Bug#783692: systemd: systemctl output is unreadable on light background

Josh Triplett josh at joshtriplett.org
Sun May 3 20:18:42 BST 2015


On Wed, 29 Apr 2015 12:25:18 +0200 Juergen Stuber <juergen at jstuber.net> wrote:
> On Wed, 29 Apr 2015 12:05:20 +0200
> Martin Pitt <mpitt at debian.org> wrote:
> > 
> > As a daytime worker I also use a white background, but the colors
> > (black, green, and red) are readable very well on it.
> 
> I use a light gray background, so green becomes completely unreadable.

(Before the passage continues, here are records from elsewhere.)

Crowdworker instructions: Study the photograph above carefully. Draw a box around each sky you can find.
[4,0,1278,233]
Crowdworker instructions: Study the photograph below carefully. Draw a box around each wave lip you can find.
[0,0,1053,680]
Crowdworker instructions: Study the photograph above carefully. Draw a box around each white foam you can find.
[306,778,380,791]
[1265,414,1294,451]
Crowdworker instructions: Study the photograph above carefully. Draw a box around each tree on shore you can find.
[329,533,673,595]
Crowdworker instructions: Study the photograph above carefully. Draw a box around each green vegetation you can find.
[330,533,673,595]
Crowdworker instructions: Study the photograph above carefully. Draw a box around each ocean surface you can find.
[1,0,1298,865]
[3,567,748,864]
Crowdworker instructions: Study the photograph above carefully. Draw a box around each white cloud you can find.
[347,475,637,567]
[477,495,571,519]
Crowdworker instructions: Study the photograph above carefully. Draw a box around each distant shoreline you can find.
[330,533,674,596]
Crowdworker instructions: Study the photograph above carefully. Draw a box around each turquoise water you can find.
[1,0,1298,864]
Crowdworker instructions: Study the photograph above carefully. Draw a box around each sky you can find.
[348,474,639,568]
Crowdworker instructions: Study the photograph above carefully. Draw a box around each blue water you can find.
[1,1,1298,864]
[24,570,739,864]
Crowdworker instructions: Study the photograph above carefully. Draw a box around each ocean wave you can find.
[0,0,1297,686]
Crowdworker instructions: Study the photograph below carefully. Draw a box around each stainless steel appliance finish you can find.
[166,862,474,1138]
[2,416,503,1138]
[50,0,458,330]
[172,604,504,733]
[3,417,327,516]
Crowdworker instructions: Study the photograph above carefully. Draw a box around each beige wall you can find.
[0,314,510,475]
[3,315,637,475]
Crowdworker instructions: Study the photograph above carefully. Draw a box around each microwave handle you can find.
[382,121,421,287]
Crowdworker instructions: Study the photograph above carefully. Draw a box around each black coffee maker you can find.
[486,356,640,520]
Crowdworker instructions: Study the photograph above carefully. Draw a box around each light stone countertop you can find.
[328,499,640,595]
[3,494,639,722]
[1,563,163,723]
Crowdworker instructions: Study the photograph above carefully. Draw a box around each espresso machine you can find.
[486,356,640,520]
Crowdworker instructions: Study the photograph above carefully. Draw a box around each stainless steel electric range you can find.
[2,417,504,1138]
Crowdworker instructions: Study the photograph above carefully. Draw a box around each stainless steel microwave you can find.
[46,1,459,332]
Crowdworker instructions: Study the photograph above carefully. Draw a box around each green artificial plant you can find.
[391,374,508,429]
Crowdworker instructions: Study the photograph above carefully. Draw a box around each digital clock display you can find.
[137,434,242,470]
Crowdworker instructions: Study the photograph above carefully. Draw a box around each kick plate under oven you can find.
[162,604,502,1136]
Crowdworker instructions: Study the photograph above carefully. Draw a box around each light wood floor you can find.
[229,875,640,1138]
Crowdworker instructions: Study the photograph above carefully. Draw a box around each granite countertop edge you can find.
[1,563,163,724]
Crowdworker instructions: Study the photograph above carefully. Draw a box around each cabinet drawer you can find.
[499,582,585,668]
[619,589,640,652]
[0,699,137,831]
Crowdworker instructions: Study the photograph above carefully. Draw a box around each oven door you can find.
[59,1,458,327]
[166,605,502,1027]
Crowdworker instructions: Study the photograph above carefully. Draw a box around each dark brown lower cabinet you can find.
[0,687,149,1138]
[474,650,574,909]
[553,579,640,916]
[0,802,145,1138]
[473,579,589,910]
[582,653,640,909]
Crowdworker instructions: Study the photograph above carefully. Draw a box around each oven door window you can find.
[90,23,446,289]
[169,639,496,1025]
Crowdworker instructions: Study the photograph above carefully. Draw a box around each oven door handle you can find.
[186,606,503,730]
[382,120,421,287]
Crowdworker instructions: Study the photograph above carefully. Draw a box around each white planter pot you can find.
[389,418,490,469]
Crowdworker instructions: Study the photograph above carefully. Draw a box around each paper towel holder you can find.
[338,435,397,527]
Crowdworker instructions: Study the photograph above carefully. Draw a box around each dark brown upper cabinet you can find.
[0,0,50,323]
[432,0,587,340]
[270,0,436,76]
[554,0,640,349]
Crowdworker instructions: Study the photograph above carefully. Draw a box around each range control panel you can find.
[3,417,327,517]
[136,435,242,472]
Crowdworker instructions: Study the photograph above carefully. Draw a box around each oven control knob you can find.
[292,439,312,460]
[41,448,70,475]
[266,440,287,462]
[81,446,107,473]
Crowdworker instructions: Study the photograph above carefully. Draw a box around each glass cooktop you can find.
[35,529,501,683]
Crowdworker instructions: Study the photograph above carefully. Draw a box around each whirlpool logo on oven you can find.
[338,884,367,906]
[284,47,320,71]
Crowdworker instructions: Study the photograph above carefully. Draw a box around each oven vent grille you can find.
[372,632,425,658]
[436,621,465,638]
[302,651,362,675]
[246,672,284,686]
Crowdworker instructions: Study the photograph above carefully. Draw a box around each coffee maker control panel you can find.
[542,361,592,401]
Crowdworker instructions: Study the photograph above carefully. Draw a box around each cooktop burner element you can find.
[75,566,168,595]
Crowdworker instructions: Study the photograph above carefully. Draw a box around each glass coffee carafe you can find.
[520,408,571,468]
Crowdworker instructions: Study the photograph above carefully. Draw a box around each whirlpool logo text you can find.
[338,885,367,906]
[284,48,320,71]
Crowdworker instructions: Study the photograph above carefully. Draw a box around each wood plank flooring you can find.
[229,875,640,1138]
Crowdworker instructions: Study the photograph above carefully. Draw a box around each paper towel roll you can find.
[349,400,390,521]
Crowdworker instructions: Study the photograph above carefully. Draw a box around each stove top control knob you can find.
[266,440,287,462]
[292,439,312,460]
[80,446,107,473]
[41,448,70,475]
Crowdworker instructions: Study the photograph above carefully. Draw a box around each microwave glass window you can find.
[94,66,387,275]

I just checked it on a white background, and I don't find it
particularly usable either.

I do like that it uses colors by default, but I'd suggest either:

1) Setting the background color (http://www.w3.org/QA/Tips/color applies
as much here as it does on the web).  On the other hand, that advice
also applies equally well to setting terminal colors; Juergen, you might
consider setting your terminal's entire palette to a set of colors such
that the ones typically used for foreground highlighting contrast with
your background color.

2) Finding some way to automatically detect the background color and
choose a suitable color scheme accordingly.  Personally, I've wished for
quite some time that vim would do this rather than requiring "set
bg=light" or "set bg=dark".  It's possible to retrieve the color palette
(and in particular, the current text background color) using xterm
control sequences.  Perhaps this could become a common helper function.

> Apart from that I generally dislike colors yelling at me, so I prefer
> them off.  For accessibility reasons all important information should
> anyway be communicated in some other way.

The colors don't indicate anything the text doesn't already say; green
corresponds to the "active (running)" description.  I agree that we
should never communicate important information *only* by color, and that
the color schemes should aim for maximum usability, but I do think it's
reasonable to use color for highlights/emphasis/etc by default.